El presidente de la Asociación para el Desarrollo Agropecuario Sostenible (ADAS), Yuri Armas Peña, acusó de «falta de interés» del Gobierno Regional de La Libertad frente a la inminencia del fenómeno El Niño. Armas señaló que, tras diversos intentos de coordinación, se percibe que la actual gestión de la gobernadora Joana Cabrera no muestra el compromiso necesario para enfrentar esta emergencia climática.
Respecto a la falta de diálogo, Armas Peña atribuyó la ausencia de reuniones efectivas a una posible «agenda muy recargada de la gobernadora», aunque cuestionó los criterios de importancia de las instituciones. El dirigente gremial expresó su esperanza de recibir una convocatoria oficial en las próximas horas para compartir mecanismos de ayuda técnica para la población. «Espero que la relevancia del sector sea valorada por las autoridades que hoy están en el manejo de esta región», declaró.
A los agroindustriales también les preocupa la ineficiencia en el gasto del prepuesto que evidencia el GORE La Libertad. Armas Peña citó datos de la Contraloría que indican que el Gobierno Regional de La Libertad solo ha invertido el 15% del presupuesto asignado a medidas de prevención para El Niño.
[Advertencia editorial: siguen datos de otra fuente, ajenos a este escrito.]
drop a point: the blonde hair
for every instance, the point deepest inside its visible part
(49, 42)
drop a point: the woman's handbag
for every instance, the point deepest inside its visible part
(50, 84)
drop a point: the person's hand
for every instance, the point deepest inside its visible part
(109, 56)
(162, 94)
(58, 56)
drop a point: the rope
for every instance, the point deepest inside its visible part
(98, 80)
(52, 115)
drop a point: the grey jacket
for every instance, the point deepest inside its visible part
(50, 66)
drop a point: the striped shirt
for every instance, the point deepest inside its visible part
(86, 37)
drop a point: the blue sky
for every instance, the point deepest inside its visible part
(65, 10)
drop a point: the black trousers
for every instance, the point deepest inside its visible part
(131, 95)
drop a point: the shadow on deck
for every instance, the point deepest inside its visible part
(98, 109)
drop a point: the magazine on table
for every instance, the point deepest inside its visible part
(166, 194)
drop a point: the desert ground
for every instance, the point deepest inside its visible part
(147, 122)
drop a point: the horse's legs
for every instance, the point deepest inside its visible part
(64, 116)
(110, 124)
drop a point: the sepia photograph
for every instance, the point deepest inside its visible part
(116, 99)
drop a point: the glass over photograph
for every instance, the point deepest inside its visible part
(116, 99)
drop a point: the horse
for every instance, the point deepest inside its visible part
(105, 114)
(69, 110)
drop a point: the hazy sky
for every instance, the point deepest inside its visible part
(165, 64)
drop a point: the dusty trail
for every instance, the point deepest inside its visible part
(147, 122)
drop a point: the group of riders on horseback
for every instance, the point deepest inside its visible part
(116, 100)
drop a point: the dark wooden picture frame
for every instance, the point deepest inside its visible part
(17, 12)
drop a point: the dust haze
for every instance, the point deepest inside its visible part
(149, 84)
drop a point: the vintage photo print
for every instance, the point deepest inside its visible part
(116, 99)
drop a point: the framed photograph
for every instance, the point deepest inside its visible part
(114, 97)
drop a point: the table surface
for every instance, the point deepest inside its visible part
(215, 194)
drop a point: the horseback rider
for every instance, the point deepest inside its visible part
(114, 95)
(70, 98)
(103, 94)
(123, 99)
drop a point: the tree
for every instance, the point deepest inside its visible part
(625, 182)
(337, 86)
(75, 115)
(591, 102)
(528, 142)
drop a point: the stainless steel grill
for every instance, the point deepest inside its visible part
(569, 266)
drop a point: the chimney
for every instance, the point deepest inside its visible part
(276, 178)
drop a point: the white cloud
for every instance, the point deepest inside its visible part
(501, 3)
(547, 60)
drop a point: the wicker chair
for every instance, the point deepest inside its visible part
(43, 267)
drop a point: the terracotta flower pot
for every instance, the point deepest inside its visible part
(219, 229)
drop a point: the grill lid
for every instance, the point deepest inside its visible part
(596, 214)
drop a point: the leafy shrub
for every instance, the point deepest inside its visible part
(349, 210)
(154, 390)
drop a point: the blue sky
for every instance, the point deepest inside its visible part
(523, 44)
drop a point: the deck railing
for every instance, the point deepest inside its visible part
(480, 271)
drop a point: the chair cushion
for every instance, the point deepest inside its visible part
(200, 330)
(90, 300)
Para ADAS, esta cifra refleja una incapacidad de gestión que impide actuar con la celeridad requerida para salvaguardar la vida, la salud y la propiedad de los ciudadanos. La asociación instó a las autoridades a aprovechar el poco margen de tiempo que queda antes del pico del fenómeno, previsto para noviembre y diciembre.
RIESGO INMINENTE
El CENEPRED estima que unas 428,000 personas están en riesgo dentro de la región La Libertad. ADAS recordó que durante el Niño Costero de 2017 hubo más de un millón de afectados y pérdidas que superaron los 3,000 millones de dólares a nivel nacional.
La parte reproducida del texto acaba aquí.